Loss making wind turbine maker Suzlon Energy has finally completed its debt restructuring. The company has met all the stiff conditions put forth by its lenders. After the restructuring, the company’s term debt has been lowered and the interest rate reduced. The balance debt of secured consortium lenders has been replaced by optionally convertible debenture of the company and compulsorily convertible preference shares of its subsidiary. The debt restructuring is likely to help in cash flow and give the Tantis some headroom to ramp up the business.
Suzlon Energy Limited (‘SEL’ or ‘the Company’) listed company is primarily engaged in the business of manufacturing of wind turbine generators (‘WTGs’) and related components of various capacities.
With a view towards resolution of the indebtedness of the Borrowers, the Lenders had entered into an inter-creditor agreement dated July 1, 2019 (“ICA”). Pursuant to the ICA, the lenders have unanimously approved a resolution plan in terms of which the existing facilities are to be restructured. On March 27, 2020, the Resolution Plan was approved by 100% of the consortium lenders subject to certain conditions precedent.
On 5th June 2020, Borrowers have entered into the Framework Restructuring Agreement (FRA) to give effect to the resolution plan. On June 30, 2020, the Resolution Plan was implemented upon completion of compliance of all condition’s precedent to the satisfaction of the consortium lenders and Resolution Plan is effective from June 30, 2020.
The key features of the Resolution Plan:
The existing loan facilities of STG (Suzlon The Group) are restructured in the following manner and divided into 3 parts:
Part A – Part of Existing facilities other than FCCB to the extent of ₹ 5,188.41 Crore is restructured as follows:
- Repayment of Rupee Term Loan (‘RTL’) of ₹3,600 Crore in 40 structured quarterly installments commencing from September 2020 to June 2031 at the rate of interest of 9.00% per annum.

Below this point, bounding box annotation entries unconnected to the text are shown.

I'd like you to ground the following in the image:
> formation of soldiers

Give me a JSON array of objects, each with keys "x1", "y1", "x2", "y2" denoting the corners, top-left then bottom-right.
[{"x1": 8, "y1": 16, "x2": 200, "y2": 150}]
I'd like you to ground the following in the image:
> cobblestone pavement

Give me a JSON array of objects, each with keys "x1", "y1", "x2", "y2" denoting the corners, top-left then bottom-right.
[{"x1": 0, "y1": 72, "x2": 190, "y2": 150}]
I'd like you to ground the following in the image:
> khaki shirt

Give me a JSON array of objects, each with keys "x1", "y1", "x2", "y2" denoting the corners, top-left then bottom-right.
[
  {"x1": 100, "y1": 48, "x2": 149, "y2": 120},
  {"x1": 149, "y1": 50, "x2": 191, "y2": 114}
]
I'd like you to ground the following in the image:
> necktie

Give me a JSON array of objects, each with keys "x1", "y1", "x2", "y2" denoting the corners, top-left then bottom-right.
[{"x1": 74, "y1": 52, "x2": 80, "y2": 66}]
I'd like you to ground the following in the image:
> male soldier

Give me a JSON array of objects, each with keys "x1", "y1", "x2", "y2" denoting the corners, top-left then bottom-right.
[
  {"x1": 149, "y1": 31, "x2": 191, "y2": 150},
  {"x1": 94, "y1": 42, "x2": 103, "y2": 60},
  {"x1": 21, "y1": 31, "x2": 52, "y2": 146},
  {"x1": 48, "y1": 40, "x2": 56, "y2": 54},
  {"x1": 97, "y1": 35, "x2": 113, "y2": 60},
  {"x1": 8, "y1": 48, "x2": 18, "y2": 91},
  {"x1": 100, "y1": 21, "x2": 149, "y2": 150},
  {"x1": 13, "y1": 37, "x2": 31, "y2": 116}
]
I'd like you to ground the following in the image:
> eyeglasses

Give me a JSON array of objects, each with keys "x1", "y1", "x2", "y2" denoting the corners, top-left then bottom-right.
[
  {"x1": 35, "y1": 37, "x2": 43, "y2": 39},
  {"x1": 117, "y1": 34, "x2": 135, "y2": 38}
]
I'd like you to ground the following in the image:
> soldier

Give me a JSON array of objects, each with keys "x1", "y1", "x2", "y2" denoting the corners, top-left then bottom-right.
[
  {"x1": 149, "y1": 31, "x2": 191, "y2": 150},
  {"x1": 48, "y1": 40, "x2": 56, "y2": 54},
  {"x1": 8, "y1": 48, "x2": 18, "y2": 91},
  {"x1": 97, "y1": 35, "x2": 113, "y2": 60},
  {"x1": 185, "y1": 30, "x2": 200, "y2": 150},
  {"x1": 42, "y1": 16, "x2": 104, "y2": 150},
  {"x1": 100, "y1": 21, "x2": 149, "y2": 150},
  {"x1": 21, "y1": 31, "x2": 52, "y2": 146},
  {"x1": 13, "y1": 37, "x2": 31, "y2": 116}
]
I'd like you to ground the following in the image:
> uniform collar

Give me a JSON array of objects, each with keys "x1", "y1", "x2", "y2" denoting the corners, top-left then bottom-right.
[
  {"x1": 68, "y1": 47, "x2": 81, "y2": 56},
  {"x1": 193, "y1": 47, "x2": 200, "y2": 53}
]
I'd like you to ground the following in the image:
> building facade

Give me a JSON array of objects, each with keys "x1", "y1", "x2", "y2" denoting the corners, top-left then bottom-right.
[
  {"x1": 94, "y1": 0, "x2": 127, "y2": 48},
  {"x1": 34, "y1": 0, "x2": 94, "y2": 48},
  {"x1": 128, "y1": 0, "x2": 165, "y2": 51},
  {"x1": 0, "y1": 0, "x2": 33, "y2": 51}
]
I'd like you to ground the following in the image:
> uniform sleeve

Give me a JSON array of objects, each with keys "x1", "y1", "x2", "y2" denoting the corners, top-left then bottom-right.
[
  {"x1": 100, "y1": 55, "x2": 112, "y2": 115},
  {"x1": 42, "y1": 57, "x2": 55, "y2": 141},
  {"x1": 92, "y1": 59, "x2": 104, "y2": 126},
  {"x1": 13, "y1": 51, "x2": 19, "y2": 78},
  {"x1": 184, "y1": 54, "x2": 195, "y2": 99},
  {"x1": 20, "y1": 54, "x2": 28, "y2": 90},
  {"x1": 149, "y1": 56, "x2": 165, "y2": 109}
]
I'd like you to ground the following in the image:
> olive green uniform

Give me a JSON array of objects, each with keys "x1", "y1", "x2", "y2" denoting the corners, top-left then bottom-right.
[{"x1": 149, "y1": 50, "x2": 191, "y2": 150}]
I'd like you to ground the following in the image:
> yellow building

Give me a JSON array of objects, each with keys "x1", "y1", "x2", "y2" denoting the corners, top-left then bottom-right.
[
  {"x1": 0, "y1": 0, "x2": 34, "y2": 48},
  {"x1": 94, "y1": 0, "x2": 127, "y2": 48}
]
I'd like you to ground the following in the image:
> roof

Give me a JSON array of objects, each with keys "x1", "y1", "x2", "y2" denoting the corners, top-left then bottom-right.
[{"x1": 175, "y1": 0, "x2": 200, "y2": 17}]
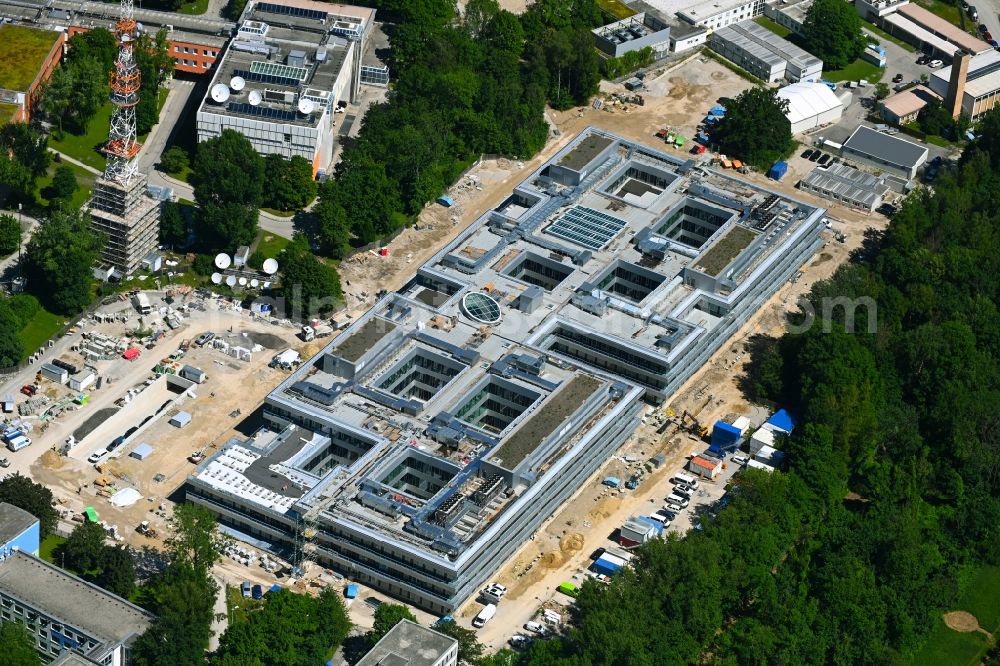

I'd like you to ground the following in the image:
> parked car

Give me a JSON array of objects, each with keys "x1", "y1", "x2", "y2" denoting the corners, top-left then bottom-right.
[{"x1": 87, "y1": 449, "x2": 108, "y2": 465}]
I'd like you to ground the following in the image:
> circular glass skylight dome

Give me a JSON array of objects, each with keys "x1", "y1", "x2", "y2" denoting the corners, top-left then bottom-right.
[{"x1": 462, "y1": 291, "x2": 500, "y2": 324}]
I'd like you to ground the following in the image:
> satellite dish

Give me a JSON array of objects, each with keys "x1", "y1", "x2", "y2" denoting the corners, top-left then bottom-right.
[{"x1": 210, "y1": 83, "x2": 229, "y2": 104}]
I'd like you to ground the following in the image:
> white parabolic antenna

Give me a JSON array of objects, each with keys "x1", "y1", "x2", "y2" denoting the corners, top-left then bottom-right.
[{"x1": 211, "y1": 83, "x2": 229, "y2": 104}]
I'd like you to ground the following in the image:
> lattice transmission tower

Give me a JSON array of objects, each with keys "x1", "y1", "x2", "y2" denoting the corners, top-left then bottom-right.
[
  {"x1": 104, "y1": 0, "x2": 142, "y2": 186},
  {"x1": 88, "y1": 0, "x2": 160, "y2": 276}
]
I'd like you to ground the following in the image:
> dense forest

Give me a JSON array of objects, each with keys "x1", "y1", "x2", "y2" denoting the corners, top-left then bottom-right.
[
  {"x1": 523, "y1": 112, "x2": 1000, "y2": 666},
  {"x1": 315, "y1": 0, "x2": 601, "y2": 257}
]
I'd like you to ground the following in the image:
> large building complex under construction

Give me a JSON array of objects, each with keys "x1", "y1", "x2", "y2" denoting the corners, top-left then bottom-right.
[
  {"x1": 186, "y1": 129, "x2": 824, "y2": 613},
  {"x1": 198, "y1": 0, "x2": 375, "y2": 173}
]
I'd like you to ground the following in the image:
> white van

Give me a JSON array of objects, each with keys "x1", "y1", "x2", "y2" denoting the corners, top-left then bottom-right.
[
  {"x1": 670, "y1": 472, "x2": 698, "y2": 488},
  {"x1": 472, "y1": 604, "x2": 497, "y2": 629}
]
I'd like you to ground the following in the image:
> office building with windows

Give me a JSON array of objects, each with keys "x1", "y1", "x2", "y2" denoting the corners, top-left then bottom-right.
[
  {"x1": 0, "y1": 549, "x2": 154, "y2": 666},
  {"x1": 197, "y1": 0, "x2": 376, "y2": 173},
  {"x1": 186, "y1": 129, "x2": 824, "y2": 614}
]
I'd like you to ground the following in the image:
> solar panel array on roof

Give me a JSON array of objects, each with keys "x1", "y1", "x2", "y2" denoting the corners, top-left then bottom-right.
[
  {"x1": 545, "y1": 206, "x2": 625, "y2": 250},
  {"x1": 233, "y1": 69, "x2": 299, "y2": 87},
  {"x1": 256, "y1": 2, "x2": 329, "y2": 21},
  {"x1": 250, "y1": 60, "x2": 309, "y2": 81},
  {"x1": 226, "y1": 102, "x2": 295, "y2": 121}
]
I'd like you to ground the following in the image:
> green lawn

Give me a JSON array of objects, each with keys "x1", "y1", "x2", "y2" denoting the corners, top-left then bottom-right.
[
  {"x1": 35, "y1": 161, "x2": 97, "y2": 208},
  {"x1": 0, "y1": 24, "x2": 59, "y2": 90},
  {"x1": 21, "y1": 308, "x2": 66, "y2": 361},
  {"x1": 254, "y1": 231, "x2": 292, "y2": 259},
  {"x1": 177, "y1": 0, "x2": 208, "y2": 16},
  {"x1": 754, "y1": 16, "x2": 792, "y2": 38},
  {"x1": 38, "y1": 534, "x2": 66, "y2": 564},
  {"x1": 912, "y1": 566, "x2": 1000, "y2": 666},
  {"x1": 823, "y1": 58, "x2": 885, "y2": 85},
  {"x1": 597, "y1": 0, "x2": 635, "y2": 20},
  {"x1": 862, "y1": 21, "x2": 917, "y2": 53},
  {"x1": 49, "y1": 88, "x2": 170, "y2": 171}
]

- Repayment of Rupee Term Loan under the project-specific facility of ₹261 Crore on or before December 31, 2020.
- Continuation of existing non-fund based working capital facilities of INR 1,300 Crore.
Part B – Balance Existing facilities to the extent of INR 4,100 Crore is converted into 410,000 nos. 0.01% Secured Optionally Convertible Debentures (‘OCD’) of face value of INR 100,000 each of Company issued to Lenders.